The Cycle of Fast Food Abuse

March 19th, 2007.

I very rarely eat fast food. Precooked food doused in salt and grease and left to marinate under a light for a few hours is decidedly unappetizing to me. However, every once in a great while, I’ll witness a commercial utilizing clever computer graphics in such a way that it almost makes the slop they’re serving seem edible. Staring at a close up of a juicy hamburger with creamy melted cheese does weird things to my brain and I’ll find myself compelled to at least try it again. Like an abused girlfriend, I keep going back to fast food restaurants, hoping they’ll be good to me this time, listening to them when they tell me they’ve changed, begging them to give me what I need. And every single time, I’m surprised when they woo me into the door only to demand that I not to cry as they rub another one off on my face.

I’ll never learn.

The last company to abuse me thus was Wendy’s. Apparently, they were running a special that flaunted a jalapeno cheddar burger. The commercial featured a juicy burger with crisp lettuce and fresh peppers. The bun was coated evenly in sesame seeds and looked as though it was just taken (piping hot!) from the oven. They zoomed in around the burger at all angles and nowhere did I see any cheese running down the side of the bun or sticking to cheap wax paper like glue. I thought to myself, “Maybe they’ve finally changed!” Then, I fluffed my hair, grabbed my coat, and skipped out the door.

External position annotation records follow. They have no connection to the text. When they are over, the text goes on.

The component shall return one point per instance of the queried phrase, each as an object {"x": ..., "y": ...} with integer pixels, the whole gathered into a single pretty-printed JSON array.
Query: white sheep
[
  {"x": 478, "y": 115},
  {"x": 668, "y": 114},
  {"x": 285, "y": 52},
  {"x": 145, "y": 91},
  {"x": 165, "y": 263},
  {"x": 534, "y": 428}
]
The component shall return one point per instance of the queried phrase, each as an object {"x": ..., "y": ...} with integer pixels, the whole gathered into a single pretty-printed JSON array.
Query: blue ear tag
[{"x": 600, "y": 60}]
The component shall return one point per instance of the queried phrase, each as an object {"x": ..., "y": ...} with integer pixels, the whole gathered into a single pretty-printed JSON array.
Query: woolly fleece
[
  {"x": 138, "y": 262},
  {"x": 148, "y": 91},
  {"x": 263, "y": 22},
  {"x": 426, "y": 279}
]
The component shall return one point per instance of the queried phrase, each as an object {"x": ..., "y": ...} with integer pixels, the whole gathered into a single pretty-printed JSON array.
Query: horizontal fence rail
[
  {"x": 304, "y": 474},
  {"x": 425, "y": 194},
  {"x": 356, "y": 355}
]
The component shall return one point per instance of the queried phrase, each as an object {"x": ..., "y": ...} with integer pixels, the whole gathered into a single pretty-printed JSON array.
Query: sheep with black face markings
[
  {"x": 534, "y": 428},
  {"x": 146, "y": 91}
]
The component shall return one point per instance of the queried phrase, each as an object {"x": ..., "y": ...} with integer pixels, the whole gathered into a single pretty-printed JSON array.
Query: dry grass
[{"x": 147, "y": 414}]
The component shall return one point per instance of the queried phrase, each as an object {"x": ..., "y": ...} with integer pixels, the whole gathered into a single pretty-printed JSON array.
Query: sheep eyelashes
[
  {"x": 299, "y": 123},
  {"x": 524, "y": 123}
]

When I entered the restaurant, I flashed the girl behind the counter my most winning smile. All confidence, I said, “I’ll take the jalapeno cheddar burger, please!”

“I’m sorry,” the girl behind the counter informed me, “But that promotion ends tomorrow.”

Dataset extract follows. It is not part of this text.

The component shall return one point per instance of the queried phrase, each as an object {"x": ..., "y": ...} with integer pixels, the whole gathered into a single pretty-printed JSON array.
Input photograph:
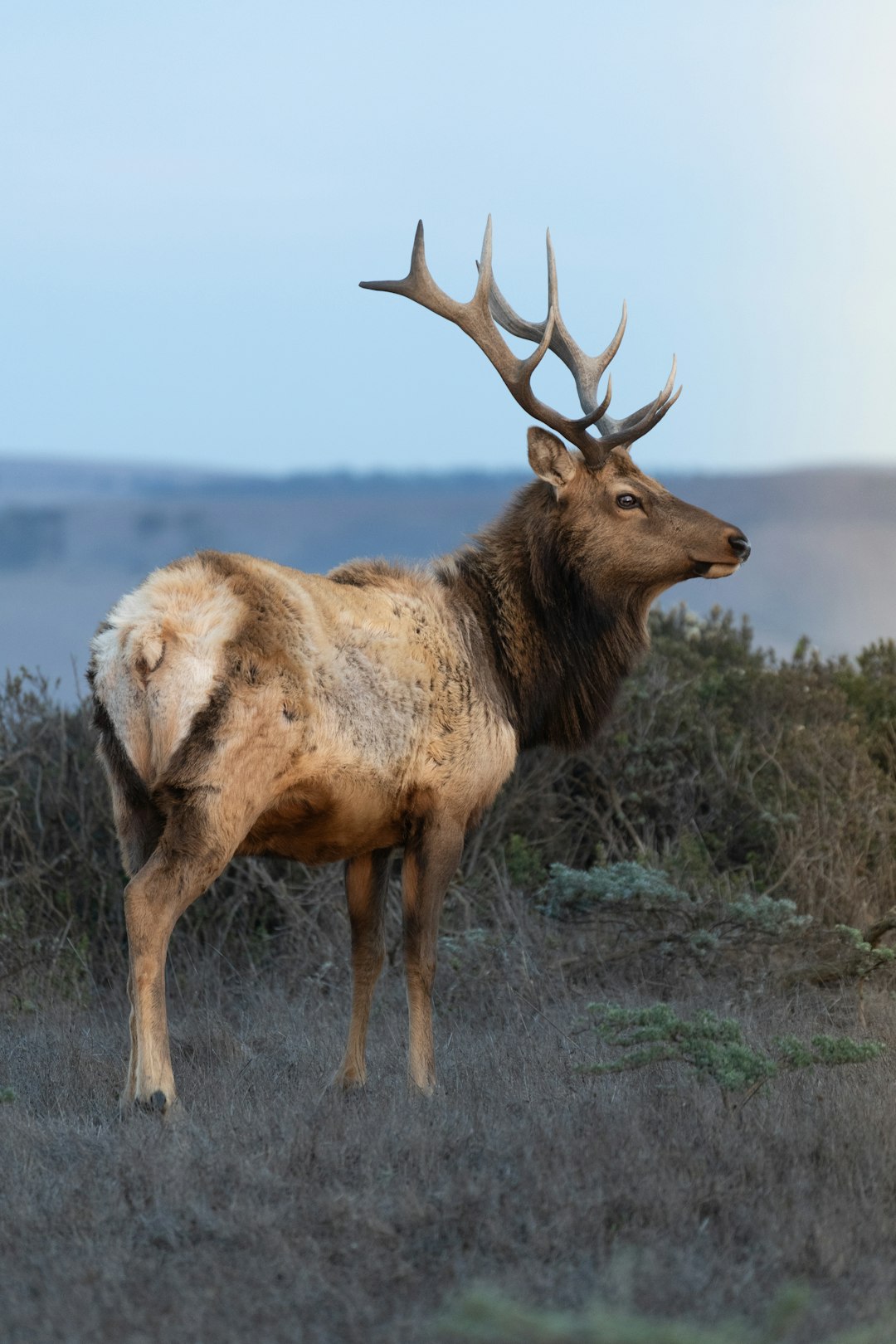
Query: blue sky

Cheerfully I replied, “Well good thing I happened to get here today!”

“I can’t serve it to you today, though,” she admonished.

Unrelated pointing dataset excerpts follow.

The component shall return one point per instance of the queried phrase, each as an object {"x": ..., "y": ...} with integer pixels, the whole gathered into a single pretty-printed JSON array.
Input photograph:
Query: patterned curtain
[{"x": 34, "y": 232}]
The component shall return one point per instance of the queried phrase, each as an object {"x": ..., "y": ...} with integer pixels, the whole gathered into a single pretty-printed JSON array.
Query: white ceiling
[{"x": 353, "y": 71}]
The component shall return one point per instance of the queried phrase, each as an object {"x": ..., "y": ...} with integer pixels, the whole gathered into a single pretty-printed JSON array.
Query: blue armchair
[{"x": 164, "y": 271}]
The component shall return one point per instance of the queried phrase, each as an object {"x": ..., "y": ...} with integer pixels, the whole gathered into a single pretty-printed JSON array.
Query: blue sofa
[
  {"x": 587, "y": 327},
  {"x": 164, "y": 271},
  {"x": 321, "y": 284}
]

All at once, my confidence evaporated. I wrinkled my brow and hesitantly asked, “Uh, why not?”

Very politely she informed me, “Because we’re closing soon.”

“What time do you close?”

“11pm.”

“It’s only 8pm now.”

“I know.”

Yeah. I didn’t get it, either. And I know I talk a tough game about standing up for myself and not allowing people to bully me. But, in this case, all of my half baked life lessons did not apply.

For one thing, the little girl behind the counter was not bullying me. She was being perfectly polite and respectful as she rejected my order. If you want to know the truth, she actually looked a little scared. It was almost as if she were bracing herself just in case I flew into a rage and pushed over the fucking kid’s meal display or something.

Secondly, it is a known fact those kids are ticking time bombs. Press them a little too hard and they will seriously fuck with your food. Like any typical American, my convictions are not so strong that I would be willing to eat a snot and cum sandwich to defend them.

“In that case,” I told her, “I’ll have a baked potato and a diet, please.”

She breathed a quick sigh of relief and scurried around for a few moments to retrieve me my meal. I thanked her for her efforts.

Then, I carefully took my tray to my seat. I snapped the plastic lid off of my baked potato and was not the least bit surprised to find it resembled a burnt Latino testicle. Depressed, I stirred my flat, lukewarm, diet pepsi and I thought to myself, “How could I be so stupid? It’s always the same. It will never change. I’ve got to give up on this! I’ve got to move on!”

I chose a corner booth, shrouded in shadows, so no one could see my shame.